I noticed that every time the zombie slayer script ran, I wound up with 0 cfg_server processes running, instead of 3 or so.
So, I thought “could it be that it’s killing the wrong process first‽” and fixed up your edits to make sure not to kill that one. But still I was winding up with zero. I decided to add a break to only kill one process. Again zero. Grabbed a random one from the list and ran
kill -15 pid
. all dead.
I have once again run up against the edges of my cleverness. Here’s the state of the script, which I’m quite happy with overall and would use if I didn’t have that second node. (note: this happens whether or not one has multiple nodes, to say nothing of AIMesh)
TL;DR runaway cfg_server issues will happen regardless of AIMesh usage; killing one of the 1012 processes kills them all, killing connection to nodes; i have no idea how to deal with root cause
(re root cause: As
@SomeWhereOverTheRainBow points out: lockfile? process never returning? idk)
Code:
#!/bin/sh
# This script relies on parsing strings, don't include `cfg_server` in its name
awk_pidof() { ps wT | awk '/\scfg_server/{if( $0 !~ /awk/)printf "%s ", $1}'; }
if [ "$(ps wT | awk -v var="$(basename "$0")" '{if( $0 !~ /awk/ && $0 ~ /$var/ )printf "%s ", $1}' | wc -w)" -gt 1 ]; then
echo "Exiting zombie slayer because it thinks it's a duplicate process"
exit;
fi
while :; do
while [ "$(awk_pidof | wc -w)" -le 3 ]; do sleep 5; done;
/usr/bin/logger "Zombie slayer detects excess cfg_server processes"
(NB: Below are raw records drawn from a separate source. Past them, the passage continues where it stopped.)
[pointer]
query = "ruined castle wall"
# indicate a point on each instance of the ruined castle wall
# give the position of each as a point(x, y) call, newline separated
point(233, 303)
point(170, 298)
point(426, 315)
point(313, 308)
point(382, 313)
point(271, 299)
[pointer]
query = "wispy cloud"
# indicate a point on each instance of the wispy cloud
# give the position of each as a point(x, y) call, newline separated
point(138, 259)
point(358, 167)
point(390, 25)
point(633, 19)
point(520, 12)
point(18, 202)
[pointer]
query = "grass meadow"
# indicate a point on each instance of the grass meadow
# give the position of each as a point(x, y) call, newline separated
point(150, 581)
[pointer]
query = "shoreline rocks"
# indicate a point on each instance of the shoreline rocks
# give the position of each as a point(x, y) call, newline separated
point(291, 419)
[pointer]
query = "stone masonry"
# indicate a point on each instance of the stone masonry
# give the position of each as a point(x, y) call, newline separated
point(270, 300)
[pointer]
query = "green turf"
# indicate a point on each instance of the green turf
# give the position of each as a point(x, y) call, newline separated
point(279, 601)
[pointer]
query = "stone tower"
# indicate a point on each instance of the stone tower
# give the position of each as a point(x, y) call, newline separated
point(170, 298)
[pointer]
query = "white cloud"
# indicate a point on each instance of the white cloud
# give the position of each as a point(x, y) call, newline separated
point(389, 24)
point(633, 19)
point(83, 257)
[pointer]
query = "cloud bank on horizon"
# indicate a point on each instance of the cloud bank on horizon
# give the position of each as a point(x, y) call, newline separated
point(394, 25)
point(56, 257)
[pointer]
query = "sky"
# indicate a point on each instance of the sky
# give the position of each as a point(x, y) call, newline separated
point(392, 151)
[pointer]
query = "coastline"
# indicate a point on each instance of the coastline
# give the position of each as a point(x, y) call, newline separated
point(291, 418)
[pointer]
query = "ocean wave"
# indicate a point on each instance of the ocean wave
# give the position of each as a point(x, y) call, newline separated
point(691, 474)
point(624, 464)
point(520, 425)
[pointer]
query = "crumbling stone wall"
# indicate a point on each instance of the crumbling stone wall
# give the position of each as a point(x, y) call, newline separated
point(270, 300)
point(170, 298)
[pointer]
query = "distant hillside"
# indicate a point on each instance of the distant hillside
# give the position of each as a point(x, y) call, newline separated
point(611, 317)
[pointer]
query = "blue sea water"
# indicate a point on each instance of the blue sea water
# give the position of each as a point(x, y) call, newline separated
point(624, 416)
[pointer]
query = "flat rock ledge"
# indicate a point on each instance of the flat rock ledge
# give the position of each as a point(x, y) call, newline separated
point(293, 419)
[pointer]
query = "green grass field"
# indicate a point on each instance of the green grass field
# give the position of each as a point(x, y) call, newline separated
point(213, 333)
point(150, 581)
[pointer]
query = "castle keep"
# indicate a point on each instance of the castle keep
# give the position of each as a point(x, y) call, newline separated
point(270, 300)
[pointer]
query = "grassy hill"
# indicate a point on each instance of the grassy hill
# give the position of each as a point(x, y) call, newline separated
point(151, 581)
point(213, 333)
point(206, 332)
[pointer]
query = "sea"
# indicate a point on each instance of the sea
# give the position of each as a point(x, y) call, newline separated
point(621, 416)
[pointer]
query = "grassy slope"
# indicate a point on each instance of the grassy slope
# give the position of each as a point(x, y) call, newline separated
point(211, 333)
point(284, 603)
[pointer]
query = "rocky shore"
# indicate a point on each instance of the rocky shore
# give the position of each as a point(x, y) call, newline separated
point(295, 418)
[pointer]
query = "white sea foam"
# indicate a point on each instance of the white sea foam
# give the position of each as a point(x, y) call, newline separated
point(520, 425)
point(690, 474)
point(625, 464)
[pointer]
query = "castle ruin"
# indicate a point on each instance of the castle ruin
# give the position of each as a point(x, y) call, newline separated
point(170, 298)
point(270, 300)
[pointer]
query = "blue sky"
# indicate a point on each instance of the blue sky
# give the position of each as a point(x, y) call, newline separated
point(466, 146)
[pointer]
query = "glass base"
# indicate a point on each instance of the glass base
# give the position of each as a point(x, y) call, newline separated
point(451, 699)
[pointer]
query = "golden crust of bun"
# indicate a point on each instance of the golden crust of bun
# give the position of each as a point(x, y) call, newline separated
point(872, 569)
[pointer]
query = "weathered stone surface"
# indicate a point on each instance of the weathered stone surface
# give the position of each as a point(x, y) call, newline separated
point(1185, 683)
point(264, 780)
# echo "Zombie slayer detects excess cfg_server processes"
i=0
parent_pid=$(pstree -s cfg_server | awk '{if($0 !~ /init/)printf "%i", $2}')
for pid in $(awk_pidof); do
if [ "$pid" != "$parent_pid" ]; then
# echo "killing pid $pid"
/bin/kill -s 9 $pid &
# /usr/bin/logger "Zombie slayer killing pid $pid"
i=$((i + 1))
break
fi
done
/usr/bin/logger "Zombie slayer back to sleep after killing $i processes"
# echo "Zombie slayer back to sleep after killing $i processes"
done
inevitably someone is going to say “why don’t you just kill all the processes always and forever, and switch how your nodes work?" the short answer is, i’m a software person not a hardware person and i dread having to think about channels and juggling multiple SSIDs and whatnot. I only need the second node for a tiny corner of my home, but I *need* that node for that tiny corner of my home.